Çeşitli dinlerin seçkin ruhları bu manevi birliğe katılacaklarından, onlar zaten Ebediyet Günü'nde Tanrı'ya imanlarını beyan etmiş ve Tanrı da buna şahit olmuştur; bu nedenle, bir dine bağlılık sorun olmayacaktır (ve herhangi bir dinden olan herkes katılabilir). Herkes kendi dinine göre ibadet edebilecektir. Ancak, kalplerinde aynı Tanrı ismi olacaktır. Kısacası, dini geçmişleri ne olursa olsun, kalplerinde birleşmiş olacaklardır. Kalplerinde Tanrı olduğunda Tanrı'ya tapanlar olacaklardır. Bundan sonra Tanrı, herhangi birini Kendisine hapsedebilir veya herhangi bir dinde bir kişiyi rehber olarak gönderebilir. Onlar için farklı kategoriler olacaktır: yararlı (hidayet için), yalnız (kendi iyilikleri için), askerler, komutanlar. Günahkarlar kategorisinden olan destekçiler ve yardımcılar da bir tür rütbeye ulaşacaktır.

İmam Mehdi ve Kalki Avatar birleşecek ve Deccal'i yenecekler. Deccal'in takipçilerinin çoğu öldürülecek, geride kalanlar ise korku ve çaresizlik içinde yaşayacaklardır. Bu zaferden sonra İmam Mehdi ve İsa Mesih insanların kalplerine hükmedecektir. Tüm dünyada barış sağlanacaktır. Ayrı ayrı dinler tek bir dine dönüşecek, bu din Allah katında en sevimli din, bütün peygamberlerin dinlerinin özü, insanlık için en makbul din, ilahi sevgiden bile daha üstün bir ibadet şekli olacaktır.

"Iman ehli, ilahi aşkın kendisini nereye götüreceğini nasıl bilebilir" (Sultan Hakbahu)

İkbal o dönemlerin resmini çizmişti:

Dünya, küresel düşüncenin temellerini sarsacak vizyona sahip bir Mehdi'yi bekliyor. Gizli sırlar ortaya çıkacak, çünkü "Beni göremezsin" hadisinin devri geçti. Kimliğinin hakikatini ilk anlayan kişi vaat edilen Mehdi'dir. Algı aynasında benim gözlerimi aç ve geleceğin belirsiz görüntüsünü gör.

Gökyüzüne bakın, dünyaya bakın, galaksilere bakın ve doğudan yükselen güneşe bakın.

Ey uşak! Şarap içenlerin gizlice şarap içtiği dönemler geride kaldı. Bir gün gelecek ki bütün dünya meyhane olacak ve yeryüzündeki her ruh şarap içecek.

Açığa çıkma zamanı yakındır ve ilahi ihtişamın görülmesi sıradan bir hal alacaktır. Sessizliğin sakladığı sır artık açığa çıkmanın tecellisindedir.

Çölün kalbinden Roma İmparatorluğunu yıkan yükseldi. Meleklerin fısıldaştığını duydum: Aslan sahaya dönecek!

Semavi kitapların ve kutsal metinlerin hiçbiri Allah'ın diniyle ilgili değildir. Çünkü o kitaplarda müminler namaza, oruca, sakal bırakmaya çağrılıyorlar, oysa Allah'ın böyle yasaklara ihtiyacı yok. Bu dinler peygamber milletlerinin aydınlanması ve arınması için yaratılmışlardır; Oysa Allah'ın kendisi en hakiki nurdur. İnsan Allah'la irtibat kurduktan sonra nur olur, aynı zamanda Allah'ın dinine de girmiş olur.
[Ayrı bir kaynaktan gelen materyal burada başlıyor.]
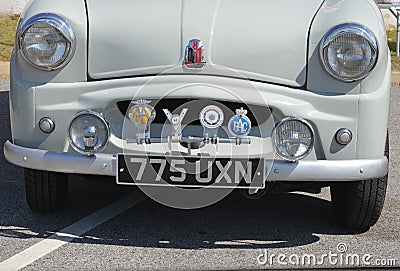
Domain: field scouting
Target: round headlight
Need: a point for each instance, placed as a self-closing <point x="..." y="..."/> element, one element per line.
<point x="46" y="41"/>
<point x="349" y="52"/>
<point x="293" y="139"/>
<point x="88" y="132"/>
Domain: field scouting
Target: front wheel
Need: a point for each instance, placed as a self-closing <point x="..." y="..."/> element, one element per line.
<point x="45" y="191"/>
<point x="359" y="204"/>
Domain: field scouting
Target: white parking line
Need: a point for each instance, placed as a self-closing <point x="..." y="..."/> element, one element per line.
<point x="69" y="233"/>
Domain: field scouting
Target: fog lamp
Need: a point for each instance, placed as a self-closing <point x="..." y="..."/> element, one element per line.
<point x="293" y="139"/>
<point x="88" y="132"/>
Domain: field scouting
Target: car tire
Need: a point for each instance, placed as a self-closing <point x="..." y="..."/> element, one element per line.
<point x="358" y="205"/>
<point x="45" y="191"/>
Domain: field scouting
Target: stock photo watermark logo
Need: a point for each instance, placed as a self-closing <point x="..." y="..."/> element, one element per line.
<point x="341" y="256"/>
<point x="191" y="152"/>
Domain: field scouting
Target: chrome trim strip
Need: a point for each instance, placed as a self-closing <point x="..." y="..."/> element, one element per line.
<point x="105" y="164"/>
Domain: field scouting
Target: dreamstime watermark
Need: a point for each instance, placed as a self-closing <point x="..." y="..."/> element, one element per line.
<point x="340" y="257"/>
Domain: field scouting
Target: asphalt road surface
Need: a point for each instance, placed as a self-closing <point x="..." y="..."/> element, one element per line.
<point x="118" y="228"/>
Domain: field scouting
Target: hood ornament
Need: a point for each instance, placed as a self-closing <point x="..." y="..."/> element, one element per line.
<point x="194" y="55"/>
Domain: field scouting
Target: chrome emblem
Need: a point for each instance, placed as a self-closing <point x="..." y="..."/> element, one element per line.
<point x="142" y="114"/>
<point x="239" y="125"/>
<point x="194" y="55"/>
<point x="211" y="117"/>
<point x="176" y="121"/>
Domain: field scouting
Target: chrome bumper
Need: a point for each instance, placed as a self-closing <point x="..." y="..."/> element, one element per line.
<point x="105" y="164"/>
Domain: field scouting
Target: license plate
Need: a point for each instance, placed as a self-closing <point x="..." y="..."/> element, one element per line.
<point x="191" y="172"/>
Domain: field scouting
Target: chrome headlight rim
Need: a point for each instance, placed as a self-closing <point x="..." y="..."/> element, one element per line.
<point x="349" y="28"/>
<point x="104" y="122"/>
<point x="310" y="148"/>
<point x="56" y="22"/>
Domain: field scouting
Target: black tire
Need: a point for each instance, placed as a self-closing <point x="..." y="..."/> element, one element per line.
<point x="45" y="191"/>
<point x="358" y="205"/>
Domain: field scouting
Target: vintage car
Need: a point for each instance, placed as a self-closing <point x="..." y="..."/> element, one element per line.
<point x="200" y="98"/>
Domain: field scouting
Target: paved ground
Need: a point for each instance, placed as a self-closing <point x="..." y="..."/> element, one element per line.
<point x="229" y="235"/>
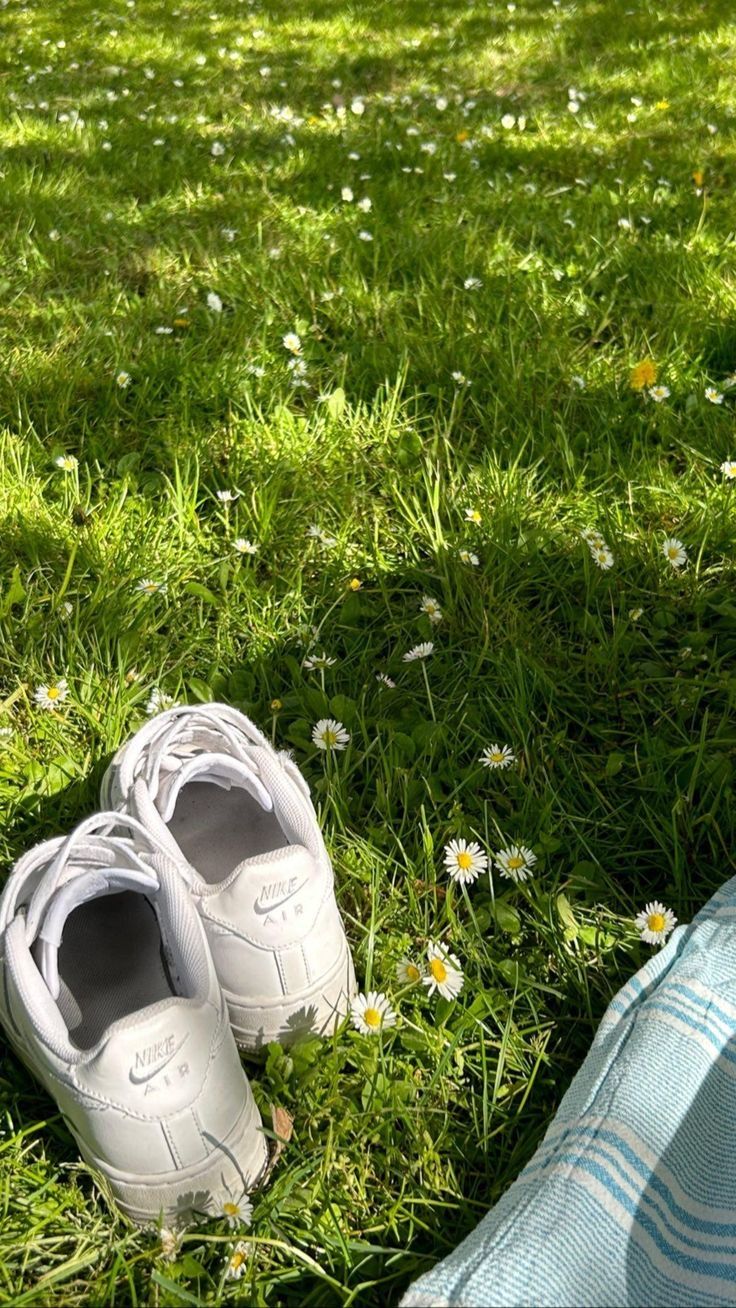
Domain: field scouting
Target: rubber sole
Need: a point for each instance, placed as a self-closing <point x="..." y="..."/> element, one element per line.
<point x="174" y="1198"/>
<point x="315" y="1011"/>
Allah'ın dini, doksan dokuz isimle tercüme ve tarif edilmiş olan sevgi ve şefkatidir. Allah dostlarını anar ve hatırlar. O, aşkın kendisidir, âşığın kendisidir, maşukun kendisidir. Allah bir kimseye bu vasıflardan bir kısmını verirse, o da ilahi dine girer. İşte o zaman onun duası ilahi bir karşılaşmaya, özlemi ilahi bir zikre, hatta hayatında tamamladığı bütün sünnetler, farzlar ve tavsiyeler ilahi bir karşılaşmaya dönüşür. Bu aşamada cinlerin, meleklerin ve bütün insanların toplu ibadetleri bile onun manevi seviyesine ulaşamaz.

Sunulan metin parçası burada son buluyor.